Colorado’s Court of Appeals has cleared the way for 80-year-old fisherman Roger Hill to make his case for a public right to fish on his favorite stretch of the Arkansas River as it flows down from …




www.denverpost.com


----------



## jamesthomas (Sep 12, 2010)

This is the lawsuit I referenced above. Hopefully something useful will come out if it.


----------



## billlanghofer (Apr 4, 2011)

How low can you do this section in a 14 foot raft? How long is the float?


----------



## jamesthomas (Sep 12, 2010)

Float is 18 river miles. Takes all day. Lowest raftable level depends on your skill level. Me and my 16 foot cat like at least 1k.


----------



## swcosa (Jun 12, 2008)

jamesthomas said:


> My buddy ran it yesterday and cleared two river wide fences. Should be good to go.


I had a friend who lived in Arboles years ago and he would call the ranchers and simply let them know he was going to raft this section and he would probably need to cut any fences that cross the river. He said some of them would say "ok" and some wouldn't really say much and grumble. We did this stretch a few times and had to cut fences and never had an issue. We would cut one side then the remaining tail would drift downstream out of the way, of course rafters need to keep away from that tail end. My friend said one of the ranchers told him the cows don't typically try to cross the river during high water so a fence isn't needed and at lower water rafters don't typically raft it, that's when they put the fence back up.
While I truly appreciate the information about the fences being cleared it is a bit of a bummer to read about this section on a public forum because it will lead to more people using it (which can lead to more safety and rancher-boater issues). I know it is inevitable but it just speeds up the spread of knowledge about some of these last hold-outs that aren't very popular. I also get the safety aspect and sharing of info. Not looking for a "Mountain Buzz Brawl" just saying.


----------



## jamesthomas (Sep 12, 2010)

Still way under utilized IMHO. Never any other vehicles in the take out lot. I hear what you are sayin though. It’s getting harder and harder to get on the river anywhere these days without some kind of drama.


----------



## Village Lightsmith (Jul 14, 2021)

There are means of directing cattle other than barbed wire. And there are fences built in such a manner that they minimize the capture of natural debris on its way downstream. 3 strands of unbarbed wire with wide spacing is more likely to solve an issue than 5 tight strands of 4-barbed wire like I have seen on some properties. Goats, pigs, buffalo, bulls and sheep will go through anyway, all your efforts be danmed. It's far better to use persuasion (yes, with animals too) and collaboration than to come down adversarially and trying to use (changeable) law. Yes, we know you can try to force, but that gets us into conflict again.
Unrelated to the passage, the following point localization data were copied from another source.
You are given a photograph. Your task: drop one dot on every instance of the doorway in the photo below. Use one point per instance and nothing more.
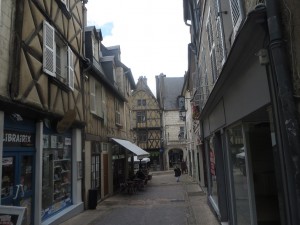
(17, 182)
(263, 173)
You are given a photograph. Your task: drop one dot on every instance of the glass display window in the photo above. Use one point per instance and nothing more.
(239, 174)
(57, 173)
(213, 171)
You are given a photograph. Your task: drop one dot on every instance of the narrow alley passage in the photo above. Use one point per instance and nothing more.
(163, 201)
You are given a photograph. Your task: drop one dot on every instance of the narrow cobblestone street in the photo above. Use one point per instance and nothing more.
(163, 201)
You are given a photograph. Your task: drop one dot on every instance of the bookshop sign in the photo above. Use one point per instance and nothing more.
(18, 139)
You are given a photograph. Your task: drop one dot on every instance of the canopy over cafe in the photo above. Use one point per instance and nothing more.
(122, 151)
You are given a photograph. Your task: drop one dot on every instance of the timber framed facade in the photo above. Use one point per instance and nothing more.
(44, 102)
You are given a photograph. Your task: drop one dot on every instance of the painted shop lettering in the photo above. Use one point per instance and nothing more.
(23, 138)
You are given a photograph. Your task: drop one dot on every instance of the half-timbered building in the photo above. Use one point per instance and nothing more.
(146, 122)
(108, 86)
(41, 108)
(168, 91)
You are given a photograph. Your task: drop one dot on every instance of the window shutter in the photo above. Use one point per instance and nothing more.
(49, 63)
(70, 68)
(92, 96)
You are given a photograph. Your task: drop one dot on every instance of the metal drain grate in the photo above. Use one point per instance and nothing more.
(177, 200)
(197, 193)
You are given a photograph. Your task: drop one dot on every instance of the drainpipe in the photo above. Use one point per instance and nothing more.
(286, 115)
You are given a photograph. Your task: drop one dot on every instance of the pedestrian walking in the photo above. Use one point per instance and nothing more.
(183, 167)
(177, 173)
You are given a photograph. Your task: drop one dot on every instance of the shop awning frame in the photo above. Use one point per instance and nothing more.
(140, 153)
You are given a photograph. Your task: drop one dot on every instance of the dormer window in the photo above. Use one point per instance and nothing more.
(57, 57)
(64, 5)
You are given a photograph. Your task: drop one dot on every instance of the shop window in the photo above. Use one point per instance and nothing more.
(57, 173)
(57, 57)
(239, 174)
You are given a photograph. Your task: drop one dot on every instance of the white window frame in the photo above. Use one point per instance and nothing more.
(92, 95)
(95, 43)
(117, 112)
(221, 44)
(96, 98)
(66, 3)
(50, 39)
(0, 13)
(237, 15)
(211, 45)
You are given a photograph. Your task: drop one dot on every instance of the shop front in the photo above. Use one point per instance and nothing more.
(240, 142)
(18, 163)
(40, 169)
(122, 150)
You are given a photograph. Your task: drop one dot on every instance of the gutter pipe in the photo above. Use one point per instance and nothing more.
(285, 112)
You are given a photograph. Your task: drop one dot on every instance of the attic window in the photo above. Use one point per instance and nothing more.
(64, 6)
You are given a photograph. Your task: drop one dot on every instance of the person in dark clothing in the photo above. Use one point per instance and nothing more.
(177, 173)
(183, 167)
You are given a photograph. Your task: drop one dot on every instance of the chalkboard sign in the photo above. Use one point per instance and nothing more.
(11, 215)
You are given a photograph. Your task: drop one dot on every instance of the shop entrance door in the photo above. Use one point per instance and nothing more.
(17, 182)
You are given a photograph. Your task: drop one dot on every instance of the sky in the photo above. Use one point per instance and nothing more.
(151, 33)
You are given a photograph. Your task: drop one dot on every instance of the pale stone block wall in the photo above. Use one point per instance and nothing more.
(6, 13)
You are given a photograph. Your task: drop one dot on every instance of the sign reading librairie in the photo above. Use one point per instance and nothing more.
(11, 215)
(18, 138)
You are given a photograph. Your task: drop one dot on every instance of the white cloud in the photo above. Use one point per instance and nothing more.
(151, 33)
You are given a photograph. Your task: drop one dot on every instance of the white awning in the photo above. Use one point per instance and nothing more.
(132, 147)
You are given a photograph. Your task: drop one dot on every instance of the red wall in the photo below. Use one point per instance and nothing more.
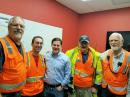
(47, 12)
(96, 25)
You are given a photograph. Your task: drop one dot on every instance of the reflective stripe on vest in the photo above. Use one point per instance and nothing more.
(34, 79)
(8, 46)
(28, 59)
(81, 73)
(119, 89)
(11, 86)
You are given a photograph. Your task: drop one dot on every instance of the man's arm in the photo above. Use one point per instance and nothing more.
(2, 57)
(67, 73)
(128, 88)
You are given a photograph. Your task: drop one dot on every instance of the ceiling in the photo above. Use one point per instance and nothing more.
(94, 5)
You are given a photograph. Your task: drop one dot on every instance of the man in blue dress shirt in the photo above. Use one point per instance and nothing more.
(58, 70)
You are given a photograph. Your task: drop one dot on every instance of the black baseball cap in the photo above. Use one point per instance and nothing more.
(84, 39)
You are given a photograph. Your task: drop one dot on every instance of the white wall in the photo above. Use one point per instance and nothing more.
(32, 29)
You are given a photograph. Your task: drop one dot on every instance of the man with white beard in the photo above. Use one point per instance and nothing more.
(116, 65)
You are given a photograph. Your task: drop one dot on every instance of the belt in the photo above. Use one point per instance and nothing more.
(51, 86)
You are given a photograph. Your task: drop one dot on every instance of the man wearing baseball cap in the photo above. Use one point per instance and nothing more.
(86, 68)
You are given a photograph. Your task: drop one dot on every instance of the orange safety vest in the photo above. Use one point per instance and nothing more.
(13, 76)
(84, 72)
(34, 83)
(118, 80)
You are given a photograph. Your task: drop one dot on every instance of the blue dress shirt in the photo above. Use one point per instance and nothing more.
(58, 69)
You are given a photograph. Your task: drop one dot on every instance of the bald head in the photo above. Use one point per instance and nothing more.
(116, 41)
(16, 29)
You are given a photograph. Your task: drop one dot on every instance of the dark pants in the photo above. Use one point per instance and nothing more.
(14, 94)
(107, 93)
(37, 95)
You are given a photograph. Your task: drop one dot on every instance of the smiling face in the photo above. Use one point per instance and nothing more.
(37, 44)
(56, 45)
(16, 29)
(84, 47)
(116, 41)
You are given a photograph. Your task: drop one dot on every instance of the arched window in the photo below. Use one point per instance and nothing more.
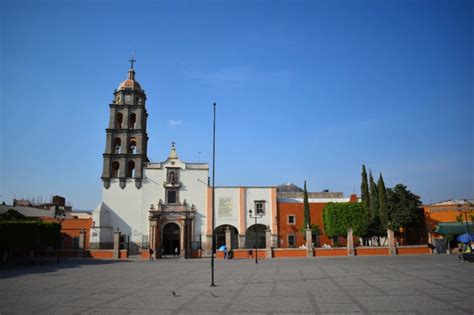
(115, 169)
(132, 121)
(118, 120)
(132, 145)
(117, 145)
(131, 169)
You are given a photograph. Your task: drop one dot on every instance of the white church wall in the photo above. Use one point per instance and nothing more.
(194, 190)
(257, 194)
(227, 206)
(124, 207)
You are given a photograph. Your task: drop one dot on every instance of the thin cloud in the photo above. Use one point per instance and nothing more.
(174, 123)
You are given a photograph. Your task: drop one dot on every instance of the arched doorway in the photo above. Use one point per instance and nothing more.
(171, 239)
(250, 236)
(220, 236)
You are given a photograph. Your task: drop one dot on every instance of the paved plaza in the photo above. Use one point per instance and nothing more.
(437, 284)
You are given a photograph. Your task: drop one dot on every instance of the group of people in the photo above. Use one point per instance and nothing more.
(151, 252)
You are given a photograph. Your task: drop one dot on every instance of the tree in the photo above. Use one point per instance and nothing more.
(374, 199)
(364, 188)
(383, 210)
(403, 208)
(338, 218)
(307, 214)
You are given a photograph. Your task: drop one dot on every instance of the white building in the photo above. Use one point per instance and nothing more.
(168, 205)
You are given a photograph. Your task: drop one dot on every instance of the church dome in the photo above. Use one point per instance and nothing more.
(130, 83)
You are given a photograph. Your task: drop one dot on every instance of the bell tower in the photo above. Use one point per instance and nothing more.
(126, 143)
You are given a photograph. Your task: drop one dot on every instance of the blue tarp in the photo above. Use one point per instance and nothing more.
(466, 238)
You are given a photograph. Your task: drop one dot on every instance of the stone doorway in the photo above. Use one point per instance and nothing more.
(171, 239)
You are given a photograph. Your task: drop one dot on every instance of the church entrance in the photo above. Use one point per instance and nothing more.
(171, 239)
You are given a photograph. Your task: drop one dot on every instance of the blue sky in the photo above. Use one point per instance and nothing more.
(306, 90)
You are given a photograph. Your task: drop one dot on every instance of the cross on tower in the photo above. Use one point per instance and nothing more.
(132, 61)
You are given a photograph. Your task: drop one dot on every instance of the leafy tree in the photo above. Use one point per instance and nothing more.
(338, 218)
(12, 215)
(307, 214)
(374, 199)
(364, 188)
(383, 208)
(403, 208)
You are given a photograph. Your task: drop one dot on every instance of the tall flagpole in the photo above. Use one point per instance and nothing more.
(213, 199)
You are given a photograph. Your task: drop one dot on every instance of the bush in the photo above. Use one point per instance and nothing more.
(28, 234)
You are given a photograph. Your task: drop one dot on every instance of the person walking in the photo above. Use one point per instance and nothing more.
(151, 254)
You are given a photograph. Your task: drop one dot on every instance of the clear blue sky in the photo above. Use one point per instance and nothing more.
(306, 90)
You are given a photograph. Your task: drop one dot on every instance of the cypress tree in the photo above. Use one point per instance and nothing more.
(383, 208)
(374, 199)
(307, 214)
(364, 189)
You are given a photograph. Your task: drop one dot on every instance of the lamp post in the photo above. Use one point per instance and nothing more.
(465, 214)
(60, 218)
(256, 216)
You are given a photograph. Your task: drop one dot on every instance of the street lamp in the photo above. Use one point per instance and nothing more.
(256, 216)
(465, 214)
(60, 218)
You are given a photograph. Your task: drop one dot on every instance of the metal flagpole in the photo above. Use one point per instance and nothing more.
(213, 199)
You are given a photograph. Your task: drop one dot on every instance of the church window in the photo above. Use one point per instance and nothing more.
(133, 120)
(260, 207)
(117, 145)
(118, 120)
(115, 169)
(132, 145)
(291, 240)
(291, 219)
(172, 196)
(131, 169)
(172, 177)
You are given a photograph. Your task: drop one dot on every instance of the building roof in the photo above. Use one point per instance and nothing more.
(453, 228)
(130, 83)
(452, 202)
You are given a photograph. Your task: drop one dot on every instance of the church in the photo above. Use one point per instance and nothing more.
(167, 206)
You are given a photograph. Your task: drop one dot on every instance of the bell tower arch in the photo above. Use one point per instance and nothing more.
(126, 137)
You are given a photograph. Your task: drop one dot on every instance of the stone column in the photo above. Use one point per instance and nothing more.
(116, 254)
(242, 241)
(82, 242)
(391, 242)
(228, 239)
(350, 243)
(268, 243)
(309, 242)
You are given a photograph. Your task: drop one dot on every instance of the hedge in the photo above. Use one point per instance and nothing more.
(28, 234)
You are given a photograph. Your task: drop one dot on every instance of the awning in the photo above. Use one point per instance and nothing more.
(453, 228)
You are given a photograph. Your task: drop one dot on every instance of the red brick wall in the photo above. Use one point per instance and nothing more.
(71, 228)
(297, 209)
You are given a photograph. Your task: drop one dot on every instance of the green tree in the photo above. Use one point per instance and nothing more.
(364, 188)
(403, 208)
(383, 209)
(338, 218)
(374, 199)
(307, 214)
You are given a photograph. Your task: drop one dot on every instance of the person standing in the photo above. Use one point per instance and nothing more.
(151, 254)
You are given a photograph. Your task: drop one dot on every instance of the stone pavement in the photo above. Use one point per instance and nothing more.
(437, 284)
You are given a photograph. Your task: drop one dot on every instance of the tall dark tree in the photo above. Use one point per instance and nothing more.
(364, 189)
(307, 214)
(374, 199)
(403, 208)
(383, 209)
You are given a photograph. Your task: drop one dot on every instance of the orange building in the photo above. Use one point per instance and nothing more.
(291, 219)
(449, 217)
(71, 229)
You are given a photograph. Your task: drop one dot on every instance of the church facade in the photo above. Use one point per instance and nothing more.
(167, 206)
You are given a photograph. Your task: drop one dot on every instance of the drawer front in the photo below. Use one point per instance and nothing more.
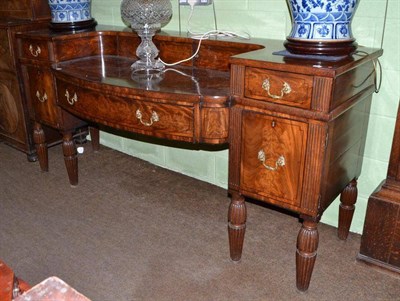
(34, 49)
(278, 87)
(272, 158)
(42, 96)
(143, 116)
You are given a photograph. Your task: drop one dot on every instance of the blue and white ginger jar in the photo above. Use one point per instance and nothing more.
(67, 11)
(322, 20)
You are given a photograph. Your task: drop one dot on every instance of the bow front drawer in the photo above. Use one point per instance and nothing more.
(145, 116)
(34, 49)
(279, 87)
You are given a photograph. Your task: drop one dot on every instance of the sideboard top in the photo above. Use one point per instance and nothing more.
(257, 52)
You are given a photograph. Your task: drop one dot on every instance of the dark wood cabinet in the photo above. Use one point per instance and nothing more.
(297, 136)
(296, 128)
(15, 126)
(380, 241)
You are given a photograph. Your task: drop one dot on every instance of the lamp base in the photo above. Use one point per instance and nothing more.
(329, 48)
(148, 66)
(73, 26)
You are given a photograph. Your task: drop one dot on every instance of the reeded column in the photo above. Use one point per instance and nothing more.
(236, 225)
(70, 158)
(41, 147)
(348, 198)
(306, 254)
(95, 138)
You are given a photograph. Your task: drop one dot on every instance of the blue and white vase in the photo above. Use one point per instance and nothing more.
(322, 21)
(70, 11)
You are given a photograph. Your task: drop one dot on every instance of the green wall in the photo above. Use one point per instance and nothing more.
(372, 26)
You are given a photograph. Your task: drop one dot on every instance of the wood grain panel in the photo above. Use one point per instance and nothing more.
(214, 124)
(174, 122)
(276, 137)
(381, 220)
(235, 138)
(42, 96)
(300, 85)
(352, 82)
(322, 93)
(237, 80)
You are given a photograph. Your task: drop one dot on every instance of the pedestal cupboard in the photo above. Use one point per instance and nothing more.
(17, 16)
(297, 135)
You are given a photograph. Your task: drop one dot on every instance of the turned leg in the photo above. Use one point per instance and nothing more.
(70, 158)
(95, 137)
(41, 147)
(307, 245)
(346, 209)
(236, 225)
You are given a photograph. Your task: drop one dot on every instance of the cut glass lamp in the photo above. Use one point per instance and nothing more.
(146, 17)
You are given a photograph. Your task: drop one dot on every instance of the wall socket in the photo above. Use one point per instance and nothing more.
(195, 2)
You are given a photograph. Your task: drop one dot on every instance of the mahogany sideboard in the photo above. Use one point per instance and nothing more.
(17, 16)
(380, 242)
(296, 127)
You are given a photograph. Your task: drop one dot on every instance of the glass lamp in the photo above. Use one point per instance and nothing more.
(146, 17)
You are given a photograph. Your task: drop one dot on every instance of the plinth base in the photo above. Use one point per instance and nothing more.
(331, 48)
(73, 26)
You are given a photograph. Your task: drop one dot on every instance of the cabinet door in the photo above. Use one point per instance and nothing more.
(272, 158)
(42, 96)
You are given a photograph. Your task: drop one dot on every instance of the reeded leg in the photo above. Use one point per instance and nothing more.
(306, 254)
(70, 158)
(346, 210)
(236, 225)
(41, 147)
(95, 137)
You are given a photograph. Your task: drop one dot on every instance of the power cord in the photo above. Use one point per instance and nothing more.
(205, 36)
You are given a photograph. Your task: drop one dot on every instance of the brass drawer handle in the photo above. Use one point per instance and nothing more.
(279, 163)
(286, 89)
(35, 52)
(40, 97)
(154, 118)
(71, 100)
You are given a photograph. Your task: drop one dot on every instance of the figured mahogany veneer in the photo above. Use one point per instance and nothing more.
(297, 136)
(296, 128)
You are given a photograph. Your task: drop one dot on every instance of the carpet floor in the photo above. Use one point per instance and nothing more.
(134, 231)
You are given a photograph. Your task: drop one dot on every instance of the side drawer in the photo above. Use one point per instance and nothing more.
(42, 96)
(34, 49)
(279, 87)
(273, 158)
(147, 117)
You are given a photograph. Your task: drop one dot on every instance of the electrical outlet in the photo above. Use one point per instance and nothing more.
(195, 2)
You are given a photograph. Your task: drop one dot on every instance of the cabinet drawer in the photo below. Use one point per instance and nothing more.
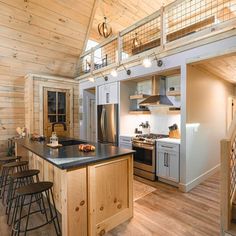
(125, 139)
(125, 145)
(167, 147)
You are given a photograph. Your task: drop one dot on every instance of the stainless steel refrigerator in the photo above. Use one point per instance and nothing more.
(108, 124)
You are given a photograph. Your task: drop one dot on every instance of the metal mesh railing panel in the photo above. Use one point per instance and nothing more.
(192, 16)
(142, 38)
(105, 55)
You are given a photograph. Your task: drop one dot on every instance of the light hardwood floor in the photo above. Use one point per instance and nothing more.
(163, 211)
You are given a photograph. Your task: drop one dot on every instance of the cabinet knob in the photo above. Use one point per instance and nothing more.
(82, 203)
(102, 232)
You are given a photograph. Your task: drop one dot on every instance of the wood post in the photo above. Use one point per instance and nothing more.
(225, 185)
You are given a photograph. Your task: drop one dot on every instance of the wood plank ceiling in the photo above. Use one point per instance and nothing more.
(36, 36)
(122, 13)
(223, 67)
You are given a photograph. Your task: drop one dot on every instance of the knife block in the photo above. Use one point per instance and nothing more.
(174, 134)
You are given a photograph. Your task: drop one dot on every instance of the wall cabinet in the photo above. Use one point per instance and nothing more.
(168, 161)
(125, 142)
(108, 93)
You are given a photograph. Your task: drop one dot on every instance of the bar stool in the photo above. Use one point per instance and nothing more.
(10, 168)
(17, 180)
(32, 191)
(4, 160)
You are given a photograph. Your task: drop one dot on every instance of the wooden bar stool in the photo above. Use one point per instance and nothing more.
(4, 160)
(33, 191)
(10, 168)
(17, 180)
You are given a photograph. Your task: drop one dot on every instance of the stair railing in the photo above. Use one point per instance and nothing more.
(228, 176)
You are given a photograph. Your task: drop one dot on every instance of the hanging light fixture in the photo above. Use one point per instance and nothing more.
(114, 73)
(104, 29)
(91, 79)
(136, 42)
(147, 62)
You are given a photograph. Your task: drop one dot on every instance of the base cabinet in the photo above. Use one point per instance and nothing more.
(168, 161)
(110, 199)
(92, 199)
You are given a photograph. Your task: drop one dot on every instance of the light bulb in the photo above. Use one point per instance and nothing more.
(114, 73)
(91, 79)
(147, 62)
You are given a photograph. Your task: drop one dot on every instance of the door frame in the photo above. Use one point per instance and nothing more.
(89, 100)
(45, 99)
(52, 85)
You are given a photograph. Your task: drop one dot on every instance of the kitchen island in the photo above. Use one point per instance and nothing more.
(93, 191)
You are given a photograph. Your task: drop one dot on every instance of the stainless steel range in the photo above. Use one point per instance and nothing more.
(145, 156)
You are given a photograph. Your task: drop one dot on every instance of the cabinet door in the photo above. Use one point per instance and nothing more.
(162, 164)
(110, 189)
(173, 167)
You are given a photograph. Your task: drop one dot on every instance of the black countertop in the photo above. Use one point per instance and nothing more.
(67, 157)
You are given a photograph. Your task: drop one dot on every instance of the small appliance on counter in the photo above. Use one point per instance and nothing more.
(54, 141)
(174, 131)
(145, 127)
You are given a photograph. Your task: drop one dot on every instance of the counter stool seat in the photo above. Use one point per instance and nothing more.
(41, 191)
(15, 164)
(24, 174)
(18, 180)
(9, 159)
(10, 168)
(34, 188)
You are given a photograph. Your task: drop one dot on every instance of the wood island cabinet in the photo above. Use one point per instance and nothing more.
(92, 199)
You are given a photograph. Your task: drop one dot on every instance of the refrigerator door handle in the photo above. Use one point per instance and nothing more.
(103, 122)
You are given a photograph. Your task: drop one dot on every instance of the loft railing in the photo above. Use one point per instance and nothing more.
(228, 177)
(179, 23)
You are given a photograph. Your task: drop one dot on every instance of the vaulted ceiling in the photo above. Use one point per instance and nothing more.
(223, 67)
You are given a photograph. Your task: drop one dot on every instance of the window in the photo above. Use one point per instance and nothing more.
(56, 106)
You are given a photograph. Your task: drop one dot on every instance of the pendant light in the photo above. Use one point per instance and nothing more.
(136, 42)
(104, 29)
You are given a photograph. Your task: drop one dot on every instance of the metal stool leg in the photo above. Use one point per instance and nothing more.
(55, 218)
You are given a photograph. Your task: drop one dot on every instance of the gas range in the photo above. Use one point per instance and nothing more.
(149, 139)
(145, 155)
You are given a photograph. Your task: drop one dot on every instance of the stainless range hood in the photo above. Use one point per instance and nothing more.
(158, 97)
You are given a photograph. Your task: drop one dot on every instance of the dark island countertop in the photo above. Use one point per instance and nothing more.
(67, 157)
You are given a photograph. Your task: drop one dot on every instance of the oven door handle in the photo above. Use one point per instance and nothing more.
(143, 147)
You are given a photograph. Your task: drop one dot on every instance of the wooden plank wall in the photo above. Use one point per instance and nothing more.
(36, 36)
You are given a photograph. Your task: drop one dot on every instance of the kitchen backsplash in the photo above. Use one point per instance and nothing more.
(159, 123)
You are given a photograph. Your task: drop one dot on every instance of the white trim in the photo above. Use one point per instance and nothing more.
(50, 77)
(190, 185)
(48, 85)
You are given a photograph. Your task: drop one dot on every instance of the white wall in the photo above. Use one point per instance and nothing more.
(207, 97)
(222, 46)
(159, 122)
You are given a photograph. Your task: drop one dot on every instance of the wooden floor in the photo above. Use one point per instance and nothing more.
(163, 211)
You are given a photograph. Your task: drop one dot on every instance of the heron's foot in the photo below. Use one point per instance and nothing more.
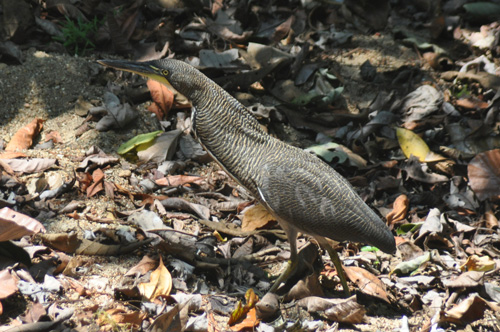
(338, 266)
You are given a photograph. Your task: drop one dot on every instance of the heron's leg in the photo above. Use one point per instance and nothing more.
(336, 262)
(293, 262)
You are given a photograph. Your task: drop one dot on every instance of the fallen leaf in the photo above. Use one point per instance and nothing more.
(14, 225)
(138, 140)
(484, 174)
(476, 263)
(412, 144)
(160, 283)
(162, 96)
(250, 322)
(399, 210)
(179, 180)
(23, 138)
(98, 183)
(467, 279)
(9, 284)
(339, 310)
(468, 310)
(144, 266)
(367, 282)
(256, 217)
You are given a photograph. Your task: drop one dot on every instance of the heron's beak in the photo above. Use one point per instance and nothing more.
(141, 68)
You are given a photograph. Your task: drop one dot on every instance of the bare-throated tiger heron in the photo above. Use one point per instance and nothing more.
(302, 192)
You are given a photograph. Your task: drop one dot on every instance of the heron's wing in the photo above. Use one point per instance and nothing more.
(312, 197)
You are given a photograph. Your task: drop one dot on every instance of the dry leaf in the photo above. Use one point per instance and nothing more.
(367, 282)
(160, 283)
(412, 144)
(241, 310)
(468, 310)
(340, 310)
(9, 284)
(399, 210)
(97, 186)
(144, 266)
(179, 180)
(23, 139)
(14, 225)
(162, 96)
(250, 322)
(256, 217)
(484, 174)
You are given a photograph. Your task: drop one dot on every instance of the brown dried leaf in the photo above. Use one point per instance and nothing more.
(340, 310)
(399, 210)
(484, 174)
(250, 322)
(53, 135)
(467, 279)
(9, 284)
(160, 283)
(256, 217)
(121, 317)
(490, 219)
(144, 266)
(476, 263)
(14, 225)
(367, 282)
(471, 103)
(283, 29)
(23, 139)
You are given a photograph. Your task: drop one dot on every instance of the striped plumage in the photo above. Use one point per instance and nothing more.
(301, 191)
(298, 187)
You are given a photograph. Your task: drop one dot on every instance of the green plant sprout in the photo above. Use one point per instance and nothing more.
(76, 36)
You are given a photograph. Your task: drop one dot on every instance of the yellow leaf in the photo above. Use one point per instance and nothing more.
(160, 283)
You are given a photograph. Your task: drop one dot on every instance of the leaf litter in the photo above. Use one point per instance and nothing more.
(415, 131)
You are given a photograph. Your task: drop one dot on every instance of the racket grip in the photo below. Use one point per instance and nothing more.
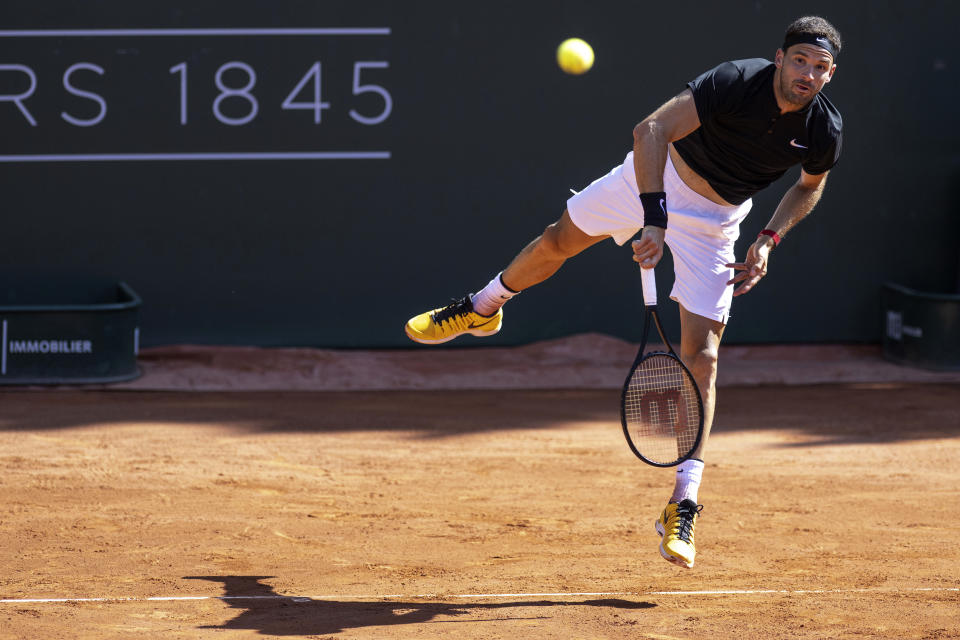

If it's conflict that you want, heaven help you, for you and your children will have a shorter stay on the land and a life of less happiness than could have been yours.
I've been watching neighbors and natural resources on the same pieces of dirt for a long, long time. Whether I've been doing so for 60, 70, 80 or 90 years is a mute point. I'm glad for those years, and I have learned a few things that might serve well some of the ignorami who come and go with the wind, and the generations who can't see beyond their brief and present wishes. Out for the day, J.


----------



## jamesthomas (Sep 12, 2010)

Dude, nice post.


----------



## upacreek (Mar 17, 2021)

_Let your pipes hang low
They can wobble to and fro
You can tie them with a knot
Or tie them with a bow
You can swing them over your shoulder like a Continental soldier
So let those pipes hang low_


----------



## jamesthomas (Sep 12, 2010)

Now there’s a solution I can get behind. Thanks for that.


----------